XIII - A condenação em penas inferiores às que o recorrente foi condenado não desmerece a proteção dos bens jurídicos visados e a reintegração social, assegura o cumprimento do princípio da estrita necessidade da reação sancionatória à medida da culpa, e satisfaz as exigências de prevenção.

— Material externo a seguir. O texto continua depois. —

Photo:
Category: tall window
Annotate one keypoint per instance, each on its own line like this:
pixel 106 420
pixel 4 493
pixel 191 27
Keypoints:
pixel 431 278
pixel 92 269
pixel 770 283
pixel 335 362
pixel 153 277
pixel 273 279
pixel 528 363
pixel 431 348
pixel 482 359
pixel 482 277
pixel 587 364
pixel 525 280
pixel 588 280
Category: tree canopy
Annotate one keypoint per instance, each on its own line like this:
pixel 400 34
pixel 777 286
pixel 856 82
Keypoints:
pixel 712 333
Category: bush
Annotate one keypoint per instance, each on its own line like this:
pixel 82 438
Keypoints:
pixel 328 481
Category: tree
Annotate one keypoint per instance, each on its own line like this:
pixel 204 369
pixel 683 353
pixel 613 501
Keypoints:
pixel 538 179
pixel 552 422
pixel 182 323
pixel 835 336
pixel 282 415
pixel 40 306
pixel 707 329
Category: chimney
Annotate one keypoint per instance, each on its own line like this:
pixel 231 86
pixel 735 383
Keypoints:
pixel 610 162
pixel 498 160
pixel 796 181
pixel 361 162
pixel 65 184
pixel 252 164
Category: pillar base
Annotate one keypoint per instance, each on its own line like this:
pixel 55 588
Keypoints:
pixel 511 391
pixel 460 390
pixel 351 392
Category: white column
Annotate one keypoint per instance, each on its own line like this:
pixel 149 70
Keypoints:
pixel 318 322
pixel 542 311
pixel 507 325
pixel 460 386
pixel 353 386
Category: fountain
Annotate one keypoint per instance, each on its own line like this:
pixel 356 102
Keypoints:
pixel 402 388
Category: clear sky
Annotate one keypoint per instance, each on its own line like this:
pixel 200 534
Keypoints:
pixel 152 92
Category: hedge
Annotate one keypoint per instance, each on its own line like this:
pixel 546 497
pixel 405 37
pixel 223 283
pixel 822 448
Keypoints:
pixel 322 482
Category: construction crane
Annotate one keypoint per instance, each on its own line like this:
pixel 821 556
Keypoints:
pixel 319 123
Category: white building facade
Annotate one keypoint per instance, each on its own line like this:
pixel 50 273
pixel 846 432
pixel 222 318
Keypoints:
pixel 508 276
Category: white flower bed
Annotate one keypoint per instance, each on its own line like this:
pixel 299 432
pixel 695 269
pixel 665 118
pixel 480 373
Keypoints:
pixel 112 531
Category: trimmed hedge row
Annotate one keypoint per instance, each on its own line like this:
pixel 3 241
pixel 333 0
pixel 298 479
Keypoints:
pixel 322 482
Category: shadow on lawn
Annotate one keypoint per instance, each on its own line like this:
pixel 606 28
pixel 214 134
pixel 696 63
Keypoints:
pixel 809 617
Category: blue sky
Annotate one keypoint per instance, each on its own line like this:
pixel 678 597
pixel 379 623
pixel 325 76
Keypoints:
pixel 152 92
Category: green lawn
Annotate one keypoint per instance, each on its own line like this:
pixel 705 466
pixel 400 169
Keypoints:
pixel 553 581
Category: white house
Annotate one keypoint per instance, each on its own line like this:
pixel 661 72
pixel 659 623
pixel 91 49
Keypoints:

XIV - Portanto, é imperioso que a sentença recorrida seja revogada e substituída por outra decisão que venha a reduzir as penas a que o recorrente foi condenado, em consonância com os princípios Constitucionais da estrita necessidade da reacção sancionatória à medida da culpa e da dignidade da pessoa humana.
TERMOS EM QUE, E NOS DEMAIS DE DIREITO, REQUER O PROVIMENTO DO PRESENTE RECURSO, E, CONSEQUENTEMENTE, A REVOGAÇÃO DA SENTENÇA E A SUA SUBSTITUIÇÃO POR OUTRA DECISÃO QUE REDUZA A PENA DE MULTA, A TAXA DIÁRIA, E A PENA ACESSÓRIA DE PROIBIÇÃO DE CONDUZIR VEÍCULO A MOTOR EM QUE O RECORRENTE FOI CONDENADO᥁ SEJA FEITA A COSTUMADA JUSTIÇA.
(…)
O Ministério Público na primeira instância respondeu ao recurso, sem juntar conclusões, e pugnando pela improcedência do recurso.
***
O recurso foi admitido, com forma, modo e efeito devidos.
Uma vez remetido a este Tribunal, o Exmo. Senhor Procurador-Geral Adjunto emitiu parecer no sentido da improcedência do recurso.
Proferido despacho liminar e colhidos os vistos, veio o processo à Conferência.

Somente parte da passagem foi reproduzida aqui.